More on interpolation and on quoting text blocks can be found in the section on the BEGIN_TEXT...END_TEXT construction.

Functions

The function names that are not followed by parentheses must have & in front. (The words function, subroutine and macro are used intechangeably in this document.)

The function beginproblem requires no arguments (i.e. no parentheses after it), therefore we can write it as &beginproblem or as beginproblem() but not beginproblem which will usually cause a compiler warning message about "barewords" appearing in the problem.

Mathematical operations

The Perl symbol for taking some value to a power is **. To take variable $a to the power 2, write $a**2, and not $a^2. (When using MathObjects to specify a formula as a string you can use either ** or ^. Students can use ^ as well.

References — more complicated data types

References

To handle objects, which are more complicated structures than scalars, lists and hashes we use references. A reference is a scalar which is not the object itself, but the address of the object. For example $ml = new_match_list() can't really fit an entire matching list object into the scalar variable $ml, instead it just stores the address of where the object structure is stored. An object is a structure which contains both data and functions (called methods) which operate on that data. You can tell that $ml is a reference to an object and not just a number, because the statement ref($ml) will return Match (the type of a matching list object). In general ref($var) will print out the kind of object pointed to by a scalar variable, and will print nothing if it is just an ordinary number or string.

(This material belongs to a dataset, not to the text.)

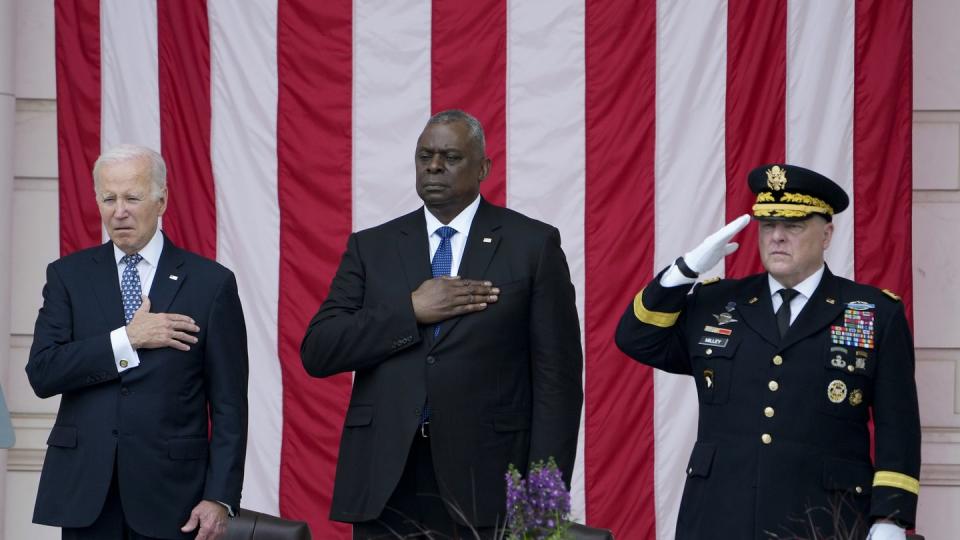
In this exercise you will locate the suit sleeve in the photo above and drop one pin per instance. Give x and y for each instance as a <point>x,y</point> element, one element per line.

Calling and object's methods

$ml->choose(4) tells the match list object $ml to perform its choose method, choosing 4 arguments. The beauty of objects and methods over standard subroutines is that you don't have to give the choose subroutine a list of questions and answers to choose from — it already 'knows' what questions and answers it has available and will choose 4 of them. The arrow construction is the same as the period construction in Java. In Java you would write ml.choose(). Java's typography is much neater, but unfortunately the period was already being used for string concatenation by Perl, so we're stuck with the arrow construction, which takes up more space.

Pointers to arrays and hashes

You can use references to arrays and to hashes too if you want:

ref($ra_foo) prints ARRAY and is a reference to an array variable. You write $ra_foo->[1] to get the second item stored in the array.
$ra_foo->[1]->[0] can be shortened to $ra_foo->[1][2] to simplify addressing multidimensional arrays. You can also write ~~@array = ~~@{$ra_foo} which has now stored the array pointed to by $ra_foo in the new array variable ~~@array.
ref($rh_foo) prints HASH and is a reference to a hash variable. $rh_foo->{first_name} gets the value associated with the key 'first_name'. %hash = %{$rh_foo} stores the referenced hash in the new hash variable %hash.
ref($rf_foo) prints 'CODE' and is a reference to a function or subroutine. The construction &{$rf_foo}(34) takes the value 34 and uses it as an argument for the subroutine referenced by $rf_foo.

Note that the array reference variable started with $ra_, the hash reference variable started with $rh_ and the function reference variable started with $rf_. This is a naming convention PG uses, (which is voluntary, not enforced) which helps keep track of the kind of reference stored in a scalar variable. The convention is useful for macros, and is probably overkill for most short PG problems.